EL EVANGELIO ES PARA TODOS
«Y yo, cuando sea levantado de la tierra, a todos atraeré a mí mismo». Juan 12: 32
DIOS ES ESPÍRITU, y los que lo adoran, en espíritu y en verdad es necesario que lo adoren» (Juan 4: 24). Este texto presenta la misma verdad que Jesús había revelado a Nicodemo cuando dijo: «Te aseguro que si una persona no nace de nuevo no podrá ver el reino de Dios» (Juan 3: 3, TLA). Para ponernos en contacto con el cielo no necesitamos visitar una montaña santa o un templo sagrado. La religión no ha de limitarse a las formas o ceremonias externas. La religión que proviene de Dios es la única que conducirá a Dios. A fin de servirle como es debido, debemos nacer del Espíritu. Esto purificará el corazón y renovará la mente, nos dará una nueva capacidad para conocer y amar a Dios. Nos inspirará una obediencia voluntaria a todos sus mandamientos. Ese es el verdadero culto. Es el fruto de la obra del Espíritu Santo. Toda oración sincera se formula únicamente por el Espíritu, y Dios acepta tales oraciones. Siempre que un alma anhela a Dios, se manifiesta la obra del Espíritu, y Dios se revelará a esa alma. Él busca adoradores tales. Espera para recibirlos y hacerlos sus hijos e hijas. […]

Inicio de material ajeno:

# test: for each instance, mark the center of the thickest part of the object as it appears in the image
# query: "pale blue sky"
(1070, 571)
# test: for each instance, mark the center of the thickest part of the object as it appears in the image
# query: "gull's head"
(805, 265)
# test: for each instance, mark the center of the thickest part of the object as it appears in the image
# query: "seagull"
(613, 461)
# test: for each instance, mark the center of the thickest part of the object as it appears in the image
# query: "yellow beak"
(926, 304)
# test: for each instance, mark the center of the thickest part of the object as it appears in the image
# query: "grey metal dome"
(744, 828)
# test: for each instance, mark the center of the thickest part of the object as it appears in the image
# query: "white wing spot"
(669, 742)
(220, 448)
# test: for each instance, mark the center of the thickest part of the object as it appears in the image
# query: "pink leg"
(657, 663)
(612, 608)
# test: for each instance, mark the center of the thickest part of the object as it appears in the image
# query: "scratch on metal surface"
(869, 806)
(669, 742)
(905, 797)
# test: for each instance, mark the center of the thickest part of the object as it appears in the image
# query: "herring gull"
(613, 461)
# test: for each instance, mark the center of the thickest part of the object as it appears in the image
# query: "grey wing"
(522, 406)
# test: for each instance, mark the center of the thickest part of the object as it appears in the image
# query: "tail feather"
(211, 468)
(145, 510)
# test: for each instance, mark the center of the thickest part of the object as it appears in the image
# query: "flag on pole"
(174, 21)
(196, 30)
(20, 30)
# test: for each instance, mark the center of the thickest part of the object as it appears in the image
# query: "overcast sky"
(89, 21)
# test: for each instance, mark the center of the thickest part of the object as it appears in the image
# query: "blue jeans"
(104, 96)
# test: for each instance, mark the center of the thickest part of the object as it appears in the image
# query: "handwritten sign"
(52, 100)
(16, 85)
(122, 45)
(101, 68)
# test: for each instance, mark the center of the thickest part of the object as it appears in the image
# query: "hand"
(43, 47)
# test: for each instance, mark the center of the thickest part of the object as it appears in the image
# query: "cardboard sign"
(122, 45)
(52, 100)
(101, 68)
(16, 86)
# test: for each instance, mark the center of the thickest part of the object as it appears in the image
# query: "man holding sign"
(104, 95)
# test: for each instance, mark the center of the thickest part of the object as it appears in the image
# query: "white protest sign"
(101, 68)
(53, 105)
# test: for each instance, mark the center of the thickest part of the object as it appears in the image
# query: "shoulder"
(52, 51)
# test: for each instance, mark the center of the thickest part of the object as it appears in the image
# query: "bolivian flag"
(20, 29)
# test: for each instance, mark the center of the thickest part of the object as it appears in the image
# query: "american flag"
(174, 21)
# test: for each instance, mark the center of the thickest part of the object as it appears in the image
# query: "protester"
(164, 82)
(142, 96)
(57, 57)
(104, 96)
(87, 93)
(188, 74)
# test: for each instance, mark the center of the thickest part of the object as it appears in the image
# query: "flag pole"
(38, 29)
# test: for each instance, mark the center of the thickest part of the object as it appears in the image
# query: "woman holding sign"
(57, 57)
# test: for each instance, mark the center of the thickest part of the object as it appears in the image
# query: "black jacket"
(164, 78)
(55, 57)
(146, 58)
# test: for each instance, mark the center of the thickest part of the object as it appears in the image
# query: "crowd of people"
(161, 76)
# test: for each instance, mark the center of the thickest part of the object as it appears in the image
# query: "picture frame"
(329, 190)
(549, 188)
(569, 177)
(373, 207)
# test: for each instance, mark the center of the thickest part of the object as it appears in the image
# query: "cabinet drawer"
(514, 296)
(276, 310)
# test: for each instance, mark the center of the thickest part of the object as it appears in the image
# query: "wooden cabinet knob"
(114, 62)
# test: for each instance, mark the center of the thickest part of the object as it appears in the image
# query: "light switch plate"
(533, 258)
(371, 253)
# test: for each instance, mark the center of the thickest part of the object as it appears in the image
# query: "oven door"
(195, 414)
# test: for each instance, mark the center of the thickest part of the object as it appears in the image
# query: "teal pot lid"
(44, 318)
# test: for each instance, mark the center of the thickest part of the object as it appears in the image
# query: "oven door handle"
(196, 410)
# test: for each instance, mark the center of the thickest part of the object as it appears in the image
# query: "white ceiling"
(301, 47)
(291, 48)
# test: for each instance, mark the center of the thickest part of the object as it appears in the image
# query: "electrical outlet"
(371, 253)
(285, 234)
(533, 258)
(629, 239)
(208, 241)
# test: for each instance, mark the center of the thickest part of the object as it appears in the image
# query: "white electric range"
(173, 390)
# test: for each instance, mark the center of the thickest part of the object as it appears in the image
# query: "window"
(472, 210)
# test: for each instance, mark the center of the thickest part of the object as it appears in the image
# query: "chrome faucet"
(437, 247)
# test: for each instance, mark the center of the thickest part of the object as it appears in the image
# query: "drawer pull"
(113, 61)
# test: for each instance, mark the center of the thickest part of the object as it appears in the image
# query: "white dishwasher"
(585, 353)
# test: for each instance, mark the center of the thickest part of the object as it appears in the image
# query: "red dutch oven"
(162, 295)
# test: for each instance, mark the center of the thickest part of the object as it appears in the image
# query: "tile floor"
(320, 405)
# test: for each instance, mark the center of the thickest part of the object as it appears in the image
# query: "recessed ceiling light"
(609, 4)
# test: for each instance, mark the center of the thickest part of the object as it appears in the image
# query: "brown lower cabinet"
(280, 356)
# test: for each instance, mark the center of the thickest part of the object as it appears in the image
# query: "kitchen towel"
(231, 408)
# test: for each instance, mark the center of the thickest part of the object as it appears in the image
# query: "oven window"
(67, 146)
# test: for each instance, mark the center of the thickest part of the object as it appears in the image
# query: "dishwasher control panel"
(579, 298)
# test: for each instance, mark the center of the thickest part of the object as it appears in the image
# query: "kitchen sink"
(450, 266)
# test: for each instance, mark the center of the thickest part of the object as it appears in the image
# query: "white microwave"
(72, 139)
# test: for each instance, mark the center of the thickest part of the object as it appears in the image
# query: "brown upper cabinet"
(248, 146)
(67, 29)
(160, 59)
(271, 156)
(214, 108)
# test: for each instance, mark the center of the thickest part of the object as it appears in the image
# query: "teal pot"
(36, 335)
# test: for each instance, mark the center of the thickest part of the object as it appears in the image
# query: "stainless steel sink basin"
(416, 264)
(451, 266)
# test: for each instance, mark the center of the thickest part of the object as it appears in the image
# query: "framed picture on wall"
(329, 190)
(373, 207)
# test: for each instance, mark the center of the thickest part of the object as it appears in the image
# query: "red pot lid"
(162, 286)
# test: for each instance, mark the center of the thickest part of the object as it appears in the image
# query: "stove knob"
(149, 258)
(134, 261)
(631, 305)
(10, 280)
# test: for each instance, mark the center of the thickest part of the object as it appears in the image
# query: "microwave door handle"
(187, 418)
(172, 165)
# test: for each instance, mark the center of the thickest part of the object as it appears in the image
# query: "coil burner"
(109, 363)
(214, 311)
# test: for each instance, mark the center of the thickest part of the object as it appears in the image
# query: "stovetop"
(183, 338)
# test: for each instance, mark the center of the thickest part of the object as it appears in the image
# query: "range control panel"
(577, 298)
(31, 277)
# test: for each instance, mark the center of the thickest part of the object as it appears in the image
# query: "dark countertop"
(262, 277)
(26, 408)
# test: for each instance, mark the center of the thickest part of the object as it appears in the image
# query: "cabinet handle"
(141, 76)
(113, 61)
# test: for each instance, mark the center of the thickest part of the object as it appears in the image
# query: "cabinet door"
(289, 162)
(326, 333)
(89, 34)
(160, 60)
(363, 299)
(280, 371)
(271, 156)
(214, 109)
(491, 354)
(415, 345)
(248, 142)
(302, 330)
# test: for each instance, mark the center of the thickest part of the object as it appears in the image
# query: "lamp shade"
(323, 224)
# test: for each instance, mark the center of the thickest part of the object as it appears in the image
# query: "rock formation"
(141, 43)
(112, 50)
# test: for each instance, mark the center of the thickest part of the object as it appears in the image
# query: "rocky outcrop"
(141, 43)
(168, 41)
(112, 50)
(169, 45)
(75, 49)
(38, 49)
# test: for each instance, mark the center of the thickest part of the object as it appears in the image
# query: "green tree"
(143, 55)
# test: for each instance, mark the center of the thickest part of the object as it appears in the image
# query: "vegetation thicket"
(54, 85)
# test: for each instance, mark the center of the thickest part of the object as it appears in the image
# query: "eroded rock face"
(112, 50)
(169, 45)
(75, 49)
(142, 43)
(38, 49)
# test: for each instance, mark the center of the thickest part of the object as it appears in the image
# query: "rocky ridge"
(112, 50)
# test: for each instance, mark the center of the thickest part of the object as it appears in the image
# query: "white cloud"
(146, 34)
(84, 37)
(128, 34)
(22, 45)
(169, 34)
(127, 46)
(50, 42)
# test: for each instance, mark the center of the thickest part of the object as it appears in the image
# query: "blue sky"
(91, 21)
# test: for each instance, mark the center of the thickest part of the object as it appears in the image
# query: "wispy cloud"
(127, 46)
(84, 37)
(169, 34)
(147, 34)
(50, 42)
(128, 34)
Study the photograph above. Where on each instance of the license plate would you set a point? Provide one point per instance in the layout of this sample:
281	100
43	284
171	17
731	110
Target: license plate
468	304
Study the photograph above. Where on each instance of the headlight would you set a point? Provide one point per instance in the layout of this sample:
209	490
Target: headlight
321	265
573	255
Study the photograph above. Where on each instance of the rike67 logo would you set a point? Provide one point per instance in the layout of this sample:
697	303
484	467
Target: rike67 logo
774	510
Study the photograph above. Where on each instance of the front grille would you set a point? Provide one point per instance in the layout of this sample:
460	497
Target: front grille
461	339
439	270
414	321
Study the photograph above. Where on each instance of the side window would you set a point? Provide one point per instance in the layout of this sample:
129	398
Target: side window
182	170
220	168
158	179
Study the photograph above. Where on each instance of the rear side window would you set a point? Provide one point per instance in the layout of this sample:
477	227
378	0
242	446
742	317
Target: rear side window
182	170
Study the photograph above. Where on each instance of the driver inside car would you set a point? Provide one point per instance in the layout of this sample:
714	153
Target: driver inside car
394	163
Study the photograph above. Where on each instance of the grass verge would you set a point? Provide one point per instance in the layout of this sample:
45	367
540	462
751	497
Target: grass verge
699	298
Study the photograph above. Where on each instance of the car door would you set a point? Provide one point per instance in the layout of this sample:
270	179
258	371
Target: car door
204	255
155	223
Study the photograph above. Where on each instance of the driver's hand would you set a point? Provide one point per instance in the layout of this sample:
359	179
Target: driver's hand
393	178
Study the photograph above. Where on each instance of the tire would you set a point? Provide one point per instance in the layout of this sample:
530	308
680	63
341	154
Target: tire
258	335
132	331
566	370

No debemos estrechar la invitación del evangelio y presentarla solamente a unos pocos elegidos, que, suponemos nosotros, nos honrarán aceptándola. El mensaje ha de proclamarse a todos. Doquiera haya corazones abiertos para recibir la verdad, Cristo está listo para instruirlos. Él les revela al Padre y la adoración que es aceptable para Aquel que lee el corazón. Para los tales, no usa parábolas. A ellos, como a la mujer samaritana al lado del pozo, dice: «Yo soy, el que habla contigo» (Juan 4: 26). […]
El Salvador no aguardaba a que se reuniesen congregaciones. Muchas veces, empezaba sus lecciones con unos pocos reunidos en derredor suyo. Pero uno a uno los transeúntes se detenían para escuchar, hasta que una multitud oía con asombro y reverencia las palabras de Dios pronunciadas por el Maestro enviado del cielo. El que trabaja para Cristo no debe pensar que no puede hablar con el mismo fervor a unos pocos oyentes que a una gran multitud. Tal vez haya uno solo para oír el mensaje; pero, ¿quién puede decir cuán amplia será su influencia? Parecía asunto sin importancia, aun para los discípulos, que el Salvador dedicase su tiempo a una mujer de Samaría. Pero él razonó con ella con más fervor y elocuencia que con reyes, consejeros o pontífices. Las lecciones que le dio han sido repetidas hasta los confines más remotos de la tierra.— El Deseado de todas las gentes, cap. 19, pp. 165-171.